Ce moyen sera donc rejeté, ainsi que les demandes tendant à se voir proposer ou attribuer le logement objet du litige qui en découlent faites par la partie appelante.
20. S’agissant de l’argument tiré du fait que Mme [Y] remplit à présent les conditions de l’article 40 de la loi du 6 juillet 1989, celui-ci n’est pas fondé, l’arrêt rendu par la troisième chambre civile de la Cour de Cassation le 10 octobre 2024 rappelant que les conditions d’application de ce texte par le juge du fond doivent être remplies lors du décès du locataire et non au jour de l’audience.
Il sera donc également rejeté et la décision attaquée sera donc confirmée en ce qu’elle constate que Mme [Y] n’a pas droit au maintien dans les lieux objets du litige et ordonné son expulsion de ceux-ci.
II Sur la demande de délai de grâce de Mme [Y] pour se reloger.
21. L’appelante sollicite qu’il lui soit accordé un délai de 3 à 6 mois pour quitter les lieux afin de lui permettre de se reloger.
***
Sur ce :
22. L’article 12 du code de procédure civile énonce que 'Le juge tranche le litige conformément aux règles de droit qui lui sont applicables.
Il doit donner ou restituer leur exacte qualification aux faits et actes litigieux sans s’arrêter à la dénomination que les parties en auraient proposée.
Toutefois, il ne peut changer la dénomination ou le fondement juridique lorsque les parties, en vertu d’un accord exprès et pour les droits dont elles ont la libre disposition, l’ont lié par les qualifications et points de droit auxquels elles entendent limiter le débat.
Le litige né, les parties peuvent aussi, dans les mêmes matières et sous la même condition, conférer au juge mission de statuer comme amiable compositeur, sous réserve d’appel si elles n’y ont pas spécialement renoncé.'
23. La cour constate que l’article L.412-3 du code des procédures civiles d’exécution ne pouvant s’appliquer, puisque statuant en qualité de juge du fond et non en tant que juge de l’exécution, il n’existe pas, en l’absence de résiliation du bail pour non-paiement des loyers, de texte lui permettant d’allouer de délai de grâce à Mme [Y].
C’est pourquoi cette prétention sera rejetée.

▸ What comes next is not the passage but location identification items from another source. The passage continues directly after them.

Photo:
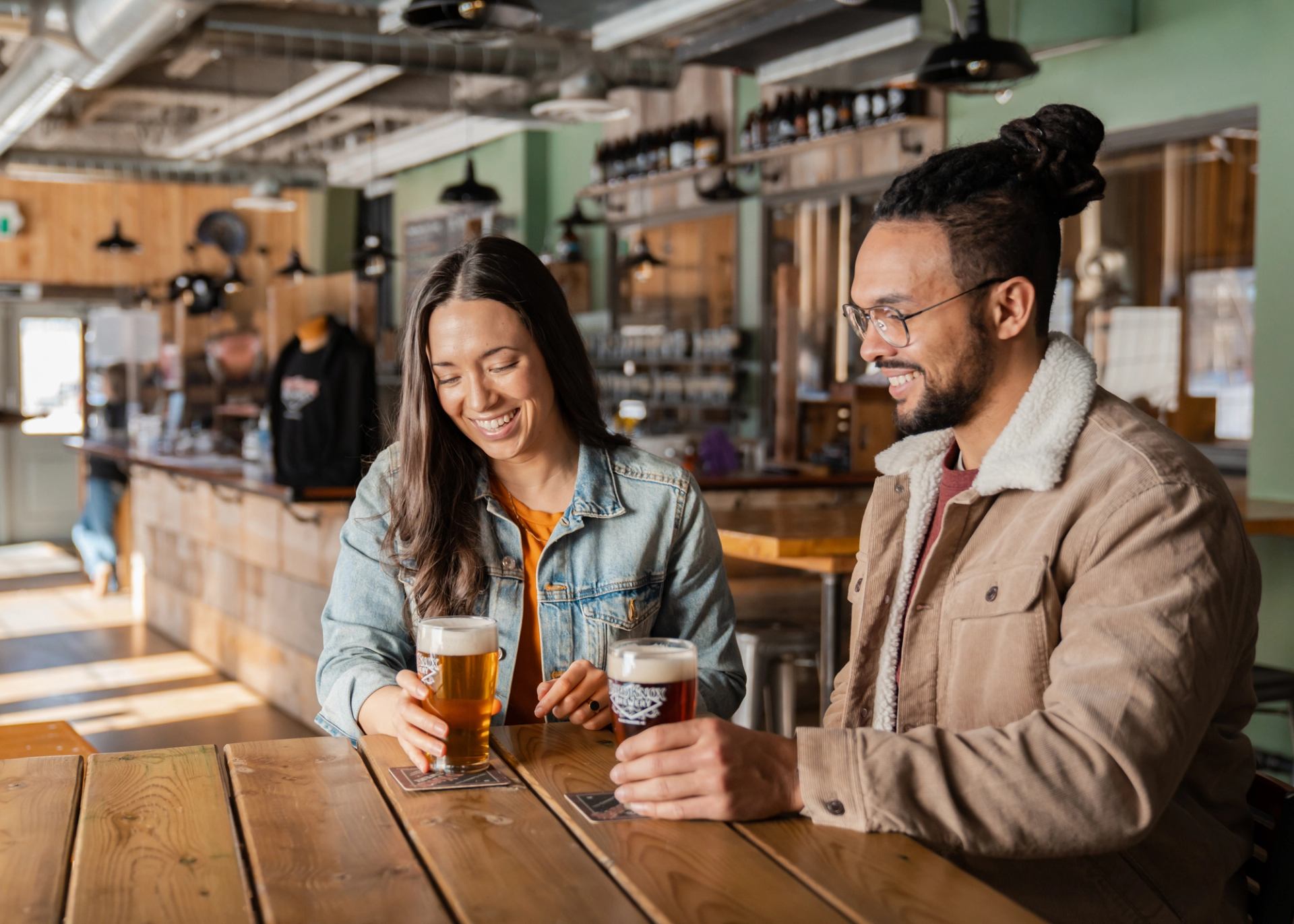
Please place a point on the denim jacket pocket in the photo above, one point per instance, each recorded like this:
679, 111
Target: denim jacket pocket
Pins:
628, 610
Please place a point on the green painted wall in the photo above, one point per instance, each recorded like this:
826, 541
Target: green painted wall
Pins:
1190, 59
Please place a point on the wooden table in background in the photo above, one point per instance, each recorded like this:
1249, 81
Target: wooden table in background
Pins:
313, 830
820, 540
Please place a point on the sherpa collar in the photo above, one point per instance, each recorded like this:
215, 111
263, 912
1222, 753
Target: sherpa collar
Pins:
1030, 452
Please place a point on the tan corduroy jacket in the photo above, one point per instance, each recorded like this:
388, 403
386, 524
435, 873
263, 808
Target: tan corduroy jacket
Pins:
1076, 665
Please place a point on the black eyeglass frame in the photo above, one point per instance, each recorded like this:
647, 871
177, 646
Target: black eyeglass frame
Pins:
861, 317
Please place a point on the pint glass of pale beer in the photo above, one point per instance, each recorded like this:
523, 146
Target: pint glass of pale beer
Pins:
458, 663
652, 681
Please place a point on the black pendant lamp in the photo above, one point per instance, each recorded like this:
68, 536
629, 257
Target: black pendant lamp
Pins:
294, 268
642, 261
462, 16
724, 191
373, 260
233, 281
976, 63
469, 192
117, 243
576, 218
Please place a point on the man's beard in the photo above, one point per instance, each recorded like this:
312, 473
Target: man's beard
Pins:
942, 406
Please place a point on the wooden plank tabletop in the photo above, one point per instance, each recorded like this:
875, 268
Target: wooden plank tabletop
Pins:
42, 739
329, 838
156, 842
550, 877
321, 842
787, 532
38, 814
882, 879
694, 871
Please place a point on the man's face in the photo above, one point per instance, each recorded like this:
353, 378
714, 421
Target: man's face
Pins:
941, 374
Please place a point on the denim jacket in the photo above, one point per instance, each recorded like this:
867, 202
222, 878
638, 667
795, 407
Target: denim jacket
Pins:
634, 554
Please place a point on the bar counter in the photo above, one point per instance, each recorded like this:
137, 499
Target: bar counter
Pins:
232, 567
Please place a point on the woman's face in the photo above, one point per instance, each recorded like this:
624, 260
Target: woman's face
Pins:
491, 378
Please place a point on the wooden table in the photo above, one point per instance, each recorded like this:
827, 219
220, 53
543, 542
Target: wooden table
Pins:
309, 830
820, 540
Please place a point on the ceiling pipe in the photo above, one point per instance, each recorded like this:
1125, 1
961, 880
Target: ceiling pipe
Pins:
530, 60
87, 44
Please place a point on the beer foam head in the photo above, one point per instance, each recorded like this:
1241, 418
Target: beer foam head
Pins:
457, 636
652, 662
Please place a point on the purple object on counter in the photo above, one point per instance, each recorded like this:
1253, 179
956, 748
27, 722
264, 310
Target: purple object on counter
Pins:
718, 454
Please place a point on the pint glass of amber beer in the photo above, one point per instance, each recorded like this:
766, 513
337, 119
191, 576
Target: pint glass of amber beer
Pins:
652, 681
458, 663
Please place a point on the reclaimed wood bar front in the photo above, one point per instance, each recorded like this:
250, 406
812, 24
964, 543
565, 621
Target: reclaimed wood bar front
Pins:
311, 830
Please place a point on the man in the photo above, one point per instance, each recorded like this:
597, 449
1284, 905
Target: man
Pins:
1055, 602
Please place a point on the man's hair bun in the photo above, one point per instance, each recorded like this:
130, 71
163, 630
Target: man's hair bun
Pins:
1055, 152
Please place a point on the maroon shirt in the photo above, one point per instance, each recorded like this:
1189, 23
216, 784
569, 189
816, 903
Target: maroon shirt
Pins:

III Sur les demandes annexes.
18.En application de l’article 700 du code de procédure civile, le juge condamne la partie tenue aux dépens ou qui perd son procès à payer à l’autre partie la somme qu’il détermine, au titre des frais exposés et non compris dans les dépens.
Néanmoins, l’équité ne commande pas qu’il soit fait application des dispositions de ce texte au profit de la partie intimée. La demande faite par cette partie au titre des frais irrépétibles sera donc rejetée.
19.Aux termes de l’article 696 alinéa premier du code de procédure civile, la partie perdante est condamnée aux dépens, à moins que le juge, par décision motivée, n’en mette la totalité ou une fraction à la charge d’une autre partie. Sur ce fondement Mme [Y], qui succombe au principal, supportera la charge des dépens de la présente instance.
PAR CES MOTIFS,
La Cour,
Confirme la décision rendue par le juge des contentieux de la protection du tribunal judiciaire de Bordeaux le 2 novembre 2021 ;
Y ajoutant,
Rejette la demande faite en application de l’article 700 du code de procédure civile au titre de la présente procédure d’appel ;
Condamne Mme [Y] aux entiers dépens de la présente instance.
Le présent arrêt a été signé par Bénédicte LAMARQUE, conseiller, en remplacement de Paule POIREL, Présidente légitimement empêchée, et par Vincent BRUGERE, greffier, auquel la minute de la décision a été remise par le magistrat signataire.